4. Ponte das Bandeiras (Senador Romeu Tuma) – zona norte/centro
Em 2017, a Câmara Municipal de São Paulo aprovou a mudança do nome da Ponte das Bandeiras para Ponte das Bandeiras Senador Romeu Tuma, em homenagem ao ex-senador e ex-diretor do Departamento de Ordem Política e Social (DOPS), órgão da repressão durante a ditadura.

5. Rua Alberi Vieira dos Santos – zona norte
Ex-sargento da Brigada Militar do Rio Grande do Sul, foi colaborador do Centro de Informações do Exército (CIE). Teve participação na armação de emboscadas e chacinas de resistente, em detenções ilegais, assassinatos, desaparecimento forçado de pessoas e ocultação de cadáveres.

6. Rua Dr. Mario Santalucia – zona norte
Médico-legista do Instituto Médico Legal do estado de São Paulo (IML/SP). Teve participação em caso de emissão de laudo necroscópico fraudulento.

7. Praça Augusto Rademaker Grunewald – zona sul
Almirante, foi ministro da Aeronáutica, atuou no movimento que instaurou o regime militar. Foi vice-presidente entre 1969 e 1974, durante o governo de Emílio Garrastazu Médici, considerado o período mais intenso de repressão.

8. Rua Délio Jardim de Matos – zona sul
Militar brasileiro, ministro da Aeronáutica entre 1979 e 1984, foi um dos principais articuladores do golpe. No governo Castelo, integrou o gabinete militar da Presidência da República.

9. Avenida General Enio Pimentel da Silveira – zona sul
General, foi comandante da 1ª companhia de Polícia do Exército, na Vila Militar do Rio de Janeiro, de maio de 1968 a julho de 1971, período em que ocorreram na unidade os casos de morte sob tortura de Severino Viana Colou e Chael Charles Schreier.
Serviu também no Destacamento de Operações de Informações – Centro de Operações de Defesa Interna (DOI-CODI) do Exército, órgão onde pessoas foram torturadas e mortas.

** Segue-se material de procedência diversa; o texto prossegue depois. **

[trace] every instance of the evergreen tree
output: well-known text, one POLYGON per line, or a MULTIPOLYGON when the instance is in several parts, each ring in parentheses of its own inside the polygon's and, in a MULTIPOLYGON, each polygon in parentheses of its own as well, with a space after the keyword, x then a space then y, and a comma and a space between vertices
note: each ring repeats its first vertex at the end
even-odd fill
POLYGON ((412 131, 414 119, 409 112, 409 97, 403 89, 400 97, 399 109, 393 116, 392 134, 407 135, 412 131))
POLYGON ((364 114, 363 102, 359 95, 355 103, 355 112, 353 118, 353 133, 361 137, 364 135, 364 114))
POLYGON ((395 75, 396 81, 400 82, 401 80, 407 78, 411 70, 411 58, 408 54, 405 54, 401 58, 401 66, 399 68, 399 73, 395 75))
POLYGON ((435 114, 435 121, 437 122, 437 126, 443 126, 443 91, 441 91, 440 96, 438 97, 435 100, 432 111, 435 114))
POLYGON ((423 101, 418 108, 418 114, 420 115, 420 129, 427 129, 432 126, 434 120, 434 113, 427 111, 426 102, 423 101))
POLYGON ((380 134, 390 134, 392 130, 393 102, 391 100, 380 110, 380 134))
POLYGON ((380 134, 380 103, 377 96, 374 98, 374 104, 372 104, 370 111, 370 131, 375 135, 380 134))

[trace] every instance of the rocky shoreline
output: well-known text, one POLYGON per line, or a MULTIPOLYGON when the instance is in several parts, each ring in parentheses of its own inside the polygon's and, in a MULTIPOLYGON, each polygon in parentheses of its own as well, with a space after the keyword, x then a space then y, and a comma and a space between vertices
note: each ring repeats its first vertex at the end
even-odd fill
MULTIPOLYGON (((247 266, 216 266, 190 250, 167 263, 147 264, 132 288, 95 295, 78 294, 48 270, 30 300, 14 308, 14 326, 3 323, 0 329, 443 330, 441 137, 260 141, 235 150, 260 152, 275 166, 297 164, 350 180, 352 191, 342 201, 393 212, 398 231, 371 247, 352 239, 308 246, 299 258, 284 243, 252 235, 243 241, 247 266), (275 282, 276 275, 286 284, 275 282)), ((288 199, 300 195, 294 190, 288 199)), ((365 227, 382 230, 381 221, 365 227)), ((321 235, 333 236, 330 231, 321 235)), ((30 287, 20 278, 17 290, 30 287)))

10. Rua Dr. Octávio Gonçalves Moreira Júnior – zona oeste
Delegado de Polícia, serviu no DOPS e no DOI-CODI. Teve participação em casos de tortura e ocultação de cadáveres. Foi morto em 1973 por militantes da resistência à ditadura.

11. Rua Trinta e Um de Março – zona sul
Dia da deposição do presidente João Goulart, a data marca o início do regime ditatorial do país em 1964.